The approach of Reggio Emilia supporting the development of the Mediopadana Hub (regional - greenfield location outside the city) responds to the duality of technical/development actors in combination with wider stakeholders and civic society. A system of roundtable events functions to confront a “core group” with broader issues and aspirations raised by citizens, educational institutions, SMEs, cultural and touristic sectors etc. The URBACT Local Support Group method has helped to strengthen this dialogue. The scheme adopted can be read from a centripetal point of view (all needs, concerns, ideas are conveyed towards one or more common objectives and relevant solutions to be adopted by the core group), but also via a centrifugal perspective (decisions and projects raised through transversal exchange provide concrete answers/solutions responding to the needs and expectations of interest groups and even individual actors).
Recognising the essential added value of stakeholder input – relevant stakeholders addressing publicly relevant issues
Ultimately it is the citizenry, travellers, users of the Hub who are the beneficiaries and so the participative aspect is a key weapon in the armoury of an adapted management structure.
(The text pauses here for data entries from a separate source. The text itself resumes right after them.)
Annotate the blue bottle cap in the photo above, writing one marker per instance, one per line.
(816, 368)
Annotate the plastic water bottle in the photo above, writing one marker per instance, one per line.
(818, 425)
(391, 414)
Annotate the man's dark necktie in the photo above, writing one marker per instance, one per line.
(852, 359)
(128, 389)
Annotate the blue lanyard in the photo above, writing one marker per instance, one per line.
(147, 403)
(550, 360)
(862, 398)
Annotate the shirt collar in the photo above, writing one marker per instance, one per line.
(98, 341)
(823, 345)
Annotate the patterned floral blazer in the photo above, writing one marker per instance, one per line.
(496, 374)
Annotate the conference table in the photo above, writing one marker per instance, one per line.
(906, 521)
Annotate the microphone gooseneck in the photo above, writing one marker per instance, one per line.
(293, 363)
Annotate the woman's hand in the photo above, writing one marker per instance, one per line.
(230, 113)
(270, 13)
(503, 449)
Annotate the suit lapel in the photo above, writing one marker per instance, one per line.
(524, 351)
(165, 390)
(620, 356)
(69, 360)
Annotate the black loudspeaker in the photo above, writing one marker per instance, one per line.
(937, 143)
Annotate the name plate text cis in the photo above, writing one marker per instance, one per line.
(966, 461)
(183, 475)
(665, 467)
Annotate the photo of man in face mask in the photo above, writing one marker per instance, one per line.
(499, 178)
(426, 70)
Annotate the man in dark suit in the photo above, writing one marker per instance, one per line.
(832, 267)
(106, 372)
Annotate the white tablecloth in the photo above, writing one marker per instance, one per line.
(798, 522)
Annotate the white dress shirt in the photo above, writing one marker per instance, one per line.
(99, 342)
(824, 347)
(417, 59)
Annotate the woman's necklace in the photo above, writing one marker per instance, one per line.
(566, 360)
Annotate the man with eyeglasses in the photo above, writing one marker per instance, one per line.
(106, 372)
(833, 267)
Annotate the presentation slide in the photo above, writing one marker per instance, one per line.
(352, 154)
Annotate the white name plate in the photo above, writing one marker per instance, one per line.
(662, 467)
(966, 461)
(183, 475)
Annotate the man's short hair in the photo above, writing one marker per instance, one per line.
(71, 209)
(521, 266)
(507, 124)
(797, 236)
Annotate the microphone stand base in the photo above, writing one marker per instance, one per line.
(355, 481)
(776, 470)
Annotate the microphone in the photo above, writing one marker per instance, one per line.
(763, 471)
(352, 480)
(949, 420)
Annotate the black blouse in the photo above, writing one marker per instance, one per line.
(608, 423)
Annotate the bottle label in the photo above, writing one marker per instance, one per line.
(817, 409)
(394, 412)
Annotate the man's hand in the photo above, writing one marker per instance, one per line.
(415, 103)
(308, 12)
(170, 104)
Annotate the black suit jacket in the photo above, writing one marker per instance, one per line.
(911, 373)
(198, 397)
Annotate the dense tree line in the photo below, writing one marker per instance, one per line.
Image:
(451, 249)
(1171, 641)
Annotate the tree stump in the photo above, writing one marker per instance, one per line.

However ENTER.HUB partners recognised that an effective leadership structure is essential in this type of large-scale complex initiative. It can be plural form of leadership or single agency driven - based on the concept of partnership but capable of taking critical decisions and putting these into operation. The Ulm (and Stuttgart) experience remind us that the final decision still rests with the appropriate elected authority while an Orebrö partner remarked “One has to be sitting in the driving seat, but plenty of others need to be in the vehicle and say where they would like to go”. Public authorities can take an exemplary lead in developing high performance co-operative working in this sense i.e. between region and city, between neighbouring municipalities, between rail and other public transport companies (bus, tram, even car-sharing), and by translating this into a wider and effective consultation framework.
Where participation is genuinely intended to inform, engage and co-produce then again according to Ulm – “it has to be incorporated from the outset and with a perspective of continuity”, but the Łódź position also has validity in that “not everyone needs to be involved everywhere” or at all times on all issues in this complex exercise. If however a participative structure is only introduced at a later stage or when difficulties arise there is real risk of obstruction, costly delay or even conflict which finally contradicts the principle of governance. In parallel, as Orebrö demonstrates how to build a strong (inter-active) communication strategy (incl. social media), Ulm suggests that the real challenge in this is to be transparent, setting out what is possible in terms of stakeholder contribution and exactly what the limits of the planning and participation process are.
The Railway Hub experience may never be fully community-led but it describes a trajectory far removed from conventional top-down intervention, traditionally defended by technical and capital considerations. ENTER.HUB partners have clearly demonstrated that the wider community should and can have a highly significant role to play in developing this civic asset.
1. Łódź (Poland) – The Board of the New Centre of Lodz. Construction of Fabryczna Station
2. Creil Agglomeration (France) – Anticipating HST
3. The Ulm Stakeholder Forum (Germany)
 Estimates suggest that more than 20% of people using modern station complexes are not travellers
 Intense citizen protest against the Stuttgart 21 mega station project (50,000 people on the street in September 2010) forced a referendum in the Landtag Baden-Wurttemburg in 2011 – critical consequences at national level, in political terms and major impact on budget and timing.